HTCondor has been pre-installed on linux images using through CloudMan. The deployment detail is as follow:
- bin /usr/bin
- etc /etc/condor/
- etc/examples /usr/share/doc/condor/etc/examples
- examples /usr/share/doc/condor/examples
- include /usr/include/condor
- lib /usr/lib/condor
- libexec /usr/lib/condor/libexec
- local/condor_config.local /etc/condor/
- condor_config /etc/condor/condor_config
- local/execute /var/lib/condor/execute
- local/spool /var/lib/condor/spool
- man /usr/share/man
- sbin /usr/sbin
- sql /usr/share/condor/sql
- src /usr/src
- INIT /etc/init.d/condor
- PID /var/run/condor
- LOGS /var/log/condor
- LOCK /var/lock/condor
Please note that the configuration is taken place only in condor_config global file. The online configuration is based on the functionality of the HTCondor where only the last configuration value is used. Therefore, for finding any specific configuration in /etc/condor/condor_configuration please find the last key in the file.
HTCondor requires the ping port "ICMP" and the range specified through HIGHPORT and LOWPORT in the condor_configuration to be open. To do so please refer to the firewall options.
HTCondor has been used to achieve federated computing resource manager over the remote computing resources. In this scenario HTCondor will receive the remote computing public IP or DNS and try to use remote resources by claiming the resource from remote HTCondor pool. This has happened by setting the FLOCK_TO variable in the condor_config file to be the remote IP or DNS. It worth noting that the remote Condor should have provided enough acces to the CloudMan HTCondor by setting FLOCK_FROM and ALLOW_WRITE variable in their condor_config file (This setting requires HTCondor to be restarted. To restart HTCondor manually in CloudMan use /etc/init.d/condor restart command).
To be able to utilize local resource through HTCondor any worker node's pool added to the system through CloudMan console will be joint to the master's pool to create a big shared pool.
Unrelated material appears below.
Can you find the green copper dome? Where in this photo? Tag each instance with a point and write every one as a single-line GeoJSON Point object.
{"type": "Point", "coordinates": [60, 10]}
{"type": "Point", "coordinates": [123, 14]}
This happen by setting the workers' CONDOR_HOST variable to point to the master IP and set the DAEMON_LIST to only run MASTER, STARTD and SCHEDD processes.
For an example please follow the following procedure:
1- $mkdir test
2- $cd test
3- $cat > python_random_lines.sh
echo "I'm process id $$ on" hostname
python random_lines_two_pass.py "dataset_$2.dat" "output_$2.dat" "3"
4- $cat > job.submit
transfer_input_files = dataset_[file_number].dat
transfer_output_files = output_[file_number].dat
when_to_transfer_output = ON_EXIT
Note that for running the above script you need to have random_lines_two_pass.py and the dataset available
The job.submit should be run multiple times [once for each input file]
5- chmod a+x python_random_lines.sh
6- condor_submit job.submit
condor_submit should be run multiple times [once for each input]